Abstract |
Automatic Speech Recognition (ASR) was initially introduced in the 1950s. Since then, a lot of effort
has been made to improve speech recognition in single channel recordings. In the last few years, many
researchers have shown interest in the combination of speech recognition and multichannel recordings,
as many every day devices incorporate multiple microphones. These microphones are usually placed in
specific topologies allowing us to take advantage of the directivity of the input signal and achieve more
robust speech enhancement. Some examples of devices and applications are mobile phones, tablets, home
automation services such as Amazon Echo and Google Home, digital personal assistants like Google Now,
Siri, Cortana etc.
In the course of this thesis, we aim to create a robust ASR system combined with a front-end to improve
speech recognition in challenging environments such as reverberant rooms with or without background
noise. The experiments we examined included scenarios with stationary and moving speakers as well as
overlapping speakers. To approach this problem, we divided it into three phases. The first phase was the
experimentation on the training data for the acoustic model. Three acoustic models were trained to define
the best acoustic model, one with clean speech signals, one with processed speech signals and one with
the combination of the previous two training sets. During the second phase, we tested several front-ends,
i.e. array processing techniques, and evaluated them in the context of their speech recognition performance.

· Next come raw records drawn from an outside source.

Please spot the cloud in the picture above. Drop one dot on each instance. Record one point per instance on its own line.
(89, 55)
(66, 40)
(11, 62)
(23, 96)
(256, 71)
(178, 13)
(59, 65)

Each array processing technique consists of two main modules, a beamformer and a postfilter. In addition
to that, we proposed a new front-end framework based on the binary masks and a Wiener postfilter which
achieved better recognition results. The recognition results showed that the combination of a Superdirective
beamformer followed by a Wiener postfilter performs better on single speaker experiments while the same
beamformer combined with Binary Masks performs better on overlapping speaker experiments. The last
phase was to use the outcome of the first and the second phase in order to create a robust combination of a
front-end and an acoustic model.
In order to evaluate the performance of each acoustic model and each front-end, we used a common
speech recognition metric known as Word Error Rate (WER). The final proposed acoustic model combined
with the proposed front-end led to a significant improvement in WER in all experiments, i.e. stationary
speaker, moving speaker and overlapping speakers. The relative improvement in terms of WER of the
processed speech signals over the unprocessed speech signals for the three experiments is 62.4% for stationary
speaker, 57.9% for moving speaker and 49.6 % for overlapping speakers. In particular, the modification we
proposed for the binary masks used in the front-end for the scenarios with overlapping speakers, that is a
spectral floor and a more strict criterion on the application of the binary masks, led to a relative improvement
of 9.9% in WER results.
|